Corporal John Palmer of the Royal Australian Air Force (RAAF) noted the occasion in his diary.
“We had been sent with a quantity of Amanol to blow up the large gun … however, Les Strahan, one of our sappers … found there was still a head of steam … Instead of blowing the gun up, he got the engine going, we were told then to try to get it back if possible into a cutting so it could be camouflaged,” he wrote.
From here, Mark says it ended up in the hands of the British, who painted over the initial Australian claim to make it seem their troops had seized it.
“At the end of the war, when the Allies were sorting out who was going to take home what trophies, Britain conceded it was actually Australia’s win.”
It was later exhibited in Paris before being sent to England for transport to Australia.
“All the states in Australia fought over who would get it, but the reality is, only NSW had the suitable railway gauge for it.
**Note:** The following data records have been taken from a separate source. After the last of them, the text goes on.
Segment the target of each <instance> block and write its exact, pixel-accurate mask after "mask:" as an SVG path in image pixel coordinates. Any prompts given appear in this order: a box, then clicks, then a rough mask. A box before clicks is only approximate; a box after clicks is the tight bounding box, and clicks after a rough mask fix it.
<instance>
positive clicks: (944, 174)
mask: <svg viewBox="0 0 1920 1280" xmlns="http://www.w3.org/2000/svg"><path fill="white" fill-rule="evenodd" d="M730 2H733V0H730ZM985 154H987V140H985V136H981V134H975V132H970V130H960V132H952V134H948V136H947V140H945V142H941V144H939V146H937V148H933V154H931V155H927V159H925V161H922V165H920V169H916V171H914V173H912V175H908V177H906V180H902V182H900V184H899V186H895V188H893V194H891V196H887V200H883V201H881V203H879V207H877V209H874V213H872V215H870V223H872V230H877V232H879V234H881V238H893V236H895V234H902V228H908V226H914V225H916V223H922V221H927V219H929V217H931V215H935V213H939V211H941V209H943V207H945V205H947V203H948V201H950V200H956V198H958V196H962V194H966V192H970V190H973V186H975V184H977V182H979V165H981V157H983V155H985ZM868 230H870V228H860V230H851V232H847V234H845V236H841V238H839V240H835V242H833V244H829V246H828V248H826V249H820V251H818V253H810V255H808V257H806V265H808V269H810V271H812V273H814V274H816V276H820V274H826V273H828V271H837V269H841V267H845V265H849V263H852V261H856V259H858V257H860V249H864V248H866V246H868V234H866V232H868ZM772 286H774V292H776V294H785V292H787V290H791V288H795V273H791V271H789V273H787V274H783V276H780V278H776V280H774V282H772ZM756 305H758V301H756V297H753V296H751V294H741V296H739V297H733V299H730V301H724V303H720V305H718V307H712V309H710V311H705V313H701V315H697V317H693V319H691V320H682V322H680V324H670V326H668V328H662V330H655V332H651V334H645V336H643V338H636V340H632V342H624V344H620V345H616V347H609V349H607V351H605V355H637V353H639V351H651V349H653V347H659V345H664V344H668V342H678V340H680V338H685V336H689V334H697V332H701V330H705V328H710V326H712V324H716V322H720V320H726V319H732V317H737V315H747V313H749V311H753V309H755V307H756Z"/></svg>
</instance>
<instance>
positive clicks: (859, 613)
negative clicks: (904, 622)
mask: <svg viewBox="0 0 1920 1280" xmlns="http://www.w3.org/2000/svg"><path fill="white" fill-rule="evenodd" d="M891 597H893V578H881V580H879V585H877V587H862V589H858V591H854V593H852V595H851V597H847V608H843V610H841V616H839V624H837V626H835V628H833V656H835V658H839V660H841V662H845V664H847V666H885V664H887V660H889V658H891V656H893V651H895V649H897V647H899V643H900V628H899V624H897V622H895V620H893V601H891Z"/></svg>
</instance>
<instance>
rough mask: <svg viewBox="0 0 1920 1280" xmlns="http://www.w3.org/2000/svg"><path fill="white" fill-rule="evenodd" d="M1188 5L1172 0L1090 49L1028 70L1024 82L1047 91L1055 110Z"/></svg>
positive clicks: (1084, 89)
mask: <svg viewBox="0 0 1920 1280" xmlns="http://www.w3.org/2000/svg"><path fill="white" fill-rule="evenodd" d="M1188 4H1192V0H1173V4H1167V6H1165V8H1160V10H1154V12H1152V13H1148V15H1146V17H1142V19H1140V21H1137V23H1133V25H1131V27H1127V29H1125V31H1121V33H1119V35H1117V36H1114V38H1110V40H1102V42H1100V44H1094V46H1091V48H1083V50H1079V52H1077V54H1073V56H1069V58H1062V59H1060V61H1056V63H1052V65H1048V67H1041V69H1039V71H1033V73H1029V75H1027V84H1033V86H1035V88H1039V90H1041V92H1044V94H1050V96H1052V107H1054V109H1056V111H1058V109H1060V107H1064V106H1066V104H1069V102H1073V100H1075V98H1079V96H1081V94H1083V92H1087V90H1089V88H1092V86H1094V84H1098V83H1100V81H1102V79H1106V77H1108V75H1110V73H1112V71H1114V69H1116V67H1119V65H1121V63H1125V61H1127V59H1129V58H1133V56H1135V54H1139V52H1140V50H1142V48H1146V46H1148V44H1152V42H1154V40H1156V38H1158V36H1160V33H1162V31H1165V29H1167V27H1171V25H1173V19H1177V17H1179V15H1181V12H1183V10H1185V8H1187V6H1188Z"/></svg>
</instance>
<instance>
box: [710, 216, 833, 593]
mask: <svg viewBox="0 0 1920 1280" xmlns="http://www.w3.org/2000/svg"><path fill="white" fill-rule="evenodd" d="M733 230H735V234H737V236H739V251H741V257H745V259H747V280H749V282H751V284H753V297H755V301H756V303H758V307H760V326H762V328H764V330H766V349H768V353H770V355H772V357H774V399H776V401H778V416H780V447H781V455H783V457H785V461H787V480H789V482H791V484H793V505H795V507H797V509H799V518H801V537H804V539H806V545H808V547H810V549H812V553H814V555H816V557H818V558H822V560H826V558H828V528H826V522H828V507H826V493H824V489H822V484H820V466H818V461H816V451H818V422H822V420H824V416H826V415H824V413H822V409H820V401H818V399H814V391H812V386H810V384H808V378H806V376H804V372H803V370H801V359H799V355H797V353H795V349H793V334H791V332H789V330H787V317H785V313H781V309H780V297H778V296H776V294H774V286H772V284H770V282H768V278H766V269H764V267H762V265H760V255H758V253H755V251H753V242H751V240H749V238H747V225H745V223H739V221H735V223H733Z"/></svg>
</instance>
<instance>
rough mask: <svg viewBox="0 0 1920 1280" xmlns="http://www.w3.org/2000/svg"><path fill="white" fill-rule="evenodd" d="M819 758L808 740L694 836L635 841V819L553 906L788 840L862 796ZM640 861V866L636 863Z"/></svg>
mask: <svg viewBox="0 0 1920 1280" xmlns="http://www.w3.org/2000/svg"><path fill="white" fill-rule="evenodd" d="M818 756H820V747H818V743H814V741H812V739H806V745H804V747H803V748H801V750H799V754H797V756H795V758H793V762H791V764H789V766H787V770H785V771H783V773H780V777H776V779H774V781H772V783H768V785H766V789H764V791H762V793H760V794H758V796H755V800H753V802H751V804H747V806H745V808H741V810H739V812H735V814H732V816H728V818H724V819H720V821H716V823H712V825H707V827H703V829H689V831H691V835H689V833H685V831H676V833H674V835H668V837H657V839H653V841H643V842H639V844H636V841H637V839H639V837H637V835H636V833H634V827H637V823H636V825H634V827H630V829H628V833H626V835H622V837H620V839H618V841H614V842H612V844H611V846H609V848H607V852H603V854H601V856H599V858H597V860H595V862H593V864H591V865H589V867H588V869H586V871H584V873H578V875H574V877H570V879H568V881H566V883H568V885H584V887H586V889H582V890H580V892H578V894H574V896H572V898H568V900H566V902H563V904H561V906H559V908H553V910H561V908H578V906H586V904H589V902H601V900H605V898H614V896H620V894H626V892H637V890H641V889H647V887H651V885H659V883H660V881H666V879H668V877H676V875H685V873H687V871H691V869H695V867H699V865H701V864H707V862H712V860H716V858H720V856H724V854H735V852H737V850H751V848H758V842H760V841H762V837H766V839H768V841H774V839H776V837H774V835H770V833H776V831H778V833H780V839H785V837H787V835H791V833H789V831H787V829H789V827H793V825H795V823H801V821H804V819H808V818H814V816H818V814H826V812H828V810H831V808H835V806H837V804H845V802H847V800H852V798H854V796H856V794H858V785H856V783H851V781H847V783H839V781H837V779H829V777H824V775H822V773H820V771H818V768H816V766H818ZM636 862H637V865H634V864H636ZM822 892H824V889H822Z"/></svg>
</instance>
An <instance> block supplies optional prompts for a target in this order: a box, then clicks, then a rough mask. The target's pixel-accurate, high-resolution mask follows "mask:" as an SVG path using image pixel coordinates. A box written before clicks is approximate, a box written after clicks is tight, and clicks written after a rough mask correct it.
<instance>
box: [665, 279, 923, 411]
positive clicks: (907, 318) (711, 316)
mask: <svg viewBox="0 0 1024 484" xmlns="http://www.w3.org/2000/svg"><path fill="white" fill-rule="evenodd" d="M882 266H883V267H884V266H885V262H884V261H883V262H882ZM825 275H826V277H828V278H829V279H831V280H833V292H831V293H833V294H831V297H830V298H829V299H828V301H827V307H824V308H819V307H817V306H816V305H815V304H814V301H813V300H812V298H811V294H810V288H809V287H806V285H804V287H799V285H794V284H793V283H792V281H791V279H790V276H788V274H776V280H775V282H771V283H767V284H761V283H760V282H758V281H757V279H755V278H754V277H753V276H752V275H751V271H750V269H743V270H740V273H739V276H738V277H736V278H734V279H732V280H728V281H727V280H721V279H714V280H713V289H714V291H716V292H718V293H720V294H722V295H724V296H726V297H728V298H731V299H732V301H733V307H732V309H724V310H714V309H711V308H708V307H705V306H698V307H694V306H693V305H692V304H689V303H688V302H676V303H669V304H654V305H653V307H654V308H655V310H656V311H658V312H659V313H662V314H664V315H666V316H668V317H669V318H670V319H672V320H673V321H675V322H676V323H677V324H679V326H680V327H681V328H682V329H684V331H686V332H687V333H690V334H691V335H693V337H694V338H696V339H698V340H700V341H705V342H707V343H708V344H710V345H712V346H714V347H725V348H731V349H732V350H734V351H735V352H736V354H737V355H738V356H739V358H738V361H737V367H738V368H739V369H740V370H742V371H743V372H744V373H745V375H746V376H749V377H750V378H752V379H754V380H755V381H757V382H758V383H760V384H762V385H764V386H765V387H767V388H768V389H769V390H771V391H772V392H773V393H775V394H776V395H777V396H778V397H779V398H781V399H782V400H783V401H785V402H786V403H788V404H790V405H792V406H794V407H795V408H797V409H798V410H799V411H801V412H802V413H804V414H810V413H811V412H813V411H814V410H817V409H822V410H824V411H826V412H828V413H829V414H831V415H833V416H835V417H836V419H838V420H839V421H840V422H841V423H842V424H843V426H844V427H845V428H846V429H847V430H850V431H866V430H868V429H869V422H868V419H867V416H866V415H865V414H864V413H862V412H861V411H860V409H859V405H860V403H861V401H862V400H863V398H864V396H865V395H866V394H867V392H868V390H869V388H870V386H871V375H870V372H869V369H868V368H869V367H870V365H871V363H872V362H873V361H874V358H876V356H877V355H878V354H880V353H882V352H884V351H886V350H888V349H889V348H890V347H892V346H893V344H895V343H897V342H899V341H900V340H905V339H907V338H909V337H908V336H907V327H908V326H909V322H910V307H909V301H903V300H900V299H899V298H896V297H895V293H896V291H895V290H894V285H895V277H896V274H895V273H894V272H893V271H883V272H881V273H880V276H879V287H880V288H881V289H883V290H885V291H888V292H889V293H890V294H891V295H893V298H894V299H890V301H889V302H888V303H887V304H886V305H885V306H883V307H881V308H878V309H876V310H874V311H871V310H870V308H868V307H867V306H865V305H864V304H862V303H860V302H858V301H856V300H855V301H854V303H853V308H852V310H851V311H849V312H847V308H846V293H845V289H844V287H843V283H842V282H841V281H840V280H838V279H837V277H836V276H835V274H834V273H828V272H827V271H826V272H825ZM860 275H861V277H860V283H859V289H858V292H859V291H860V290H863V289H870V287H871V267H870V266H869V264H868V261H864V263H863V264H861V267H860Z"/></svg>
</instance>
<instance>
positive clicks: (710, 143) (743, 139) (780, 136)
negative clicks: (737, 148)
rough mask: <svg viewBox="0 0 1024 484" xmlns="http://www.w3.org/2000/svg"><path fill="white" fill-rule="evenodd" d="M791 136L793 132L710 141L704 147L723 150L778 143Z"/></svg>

So it ended up in Sydney, where it was floodlit at Central Station.”
But not only did it get in the way of upgrades to the station, but it was also so heavy it was beginning to sink the tracks. A few hours down the line, and on the same gauge, Canberra agreed to take it, housing it permanently in the up-and-coming Australian War Museum (the prequel to the Australian War Memorial).
“But then it took a while because it couldn’t quite work out how to get it to the museum.”
At first, it sat in an empty railway siding built for the Molonglo Internment Camp a few years earlier (where Fyshwick lies today). But it got in the way again, and so was moved again, this time to another siding by the Kingston Powerhouse. Its final resting place was at the Kingston Railway Station in May 1927, coinciding with the opening of Parliament House by the Duke and Duchess of York.
“They embedded a stretch of the rails in concrete, instead of ballast, so it wouldn’t sink as it had in Sydney.”
It sat there for 16 years, right next to Wentworth Avenue, and there was no missing it.
“Take away all the trees and buildings there today and you would have seen it for miles because of the sheer size of it.”
This was also about the same time several dairy farms were established in the area, the first of which took the name of ‘Big Gun Dairy’.
But the Big Gun’s gunning duties weren’t over. In 1943, it went back to war.
“The government wanted to test heavy guns and ammunition, so they essentially broke the thing up,” Mark says.
The mounting ended up in Adelaide and the bogey wheels in Victoria. It was always intended the bits would be reunited after World War II, but it never eventuated. In the end, everything except the barrel was melted down for scrap.
“The fact that such an important trophy ended up busted up is very sad,” Mark says.
“I don’t think any other Allied country would have let this ignominious fate happen.”
Today, the barrel is on display outdoors at the Australian War Memorial, while keen observers will still note a raised concrete section of track at the Kingston Railway Station. Everything else is resigned to old photo albums.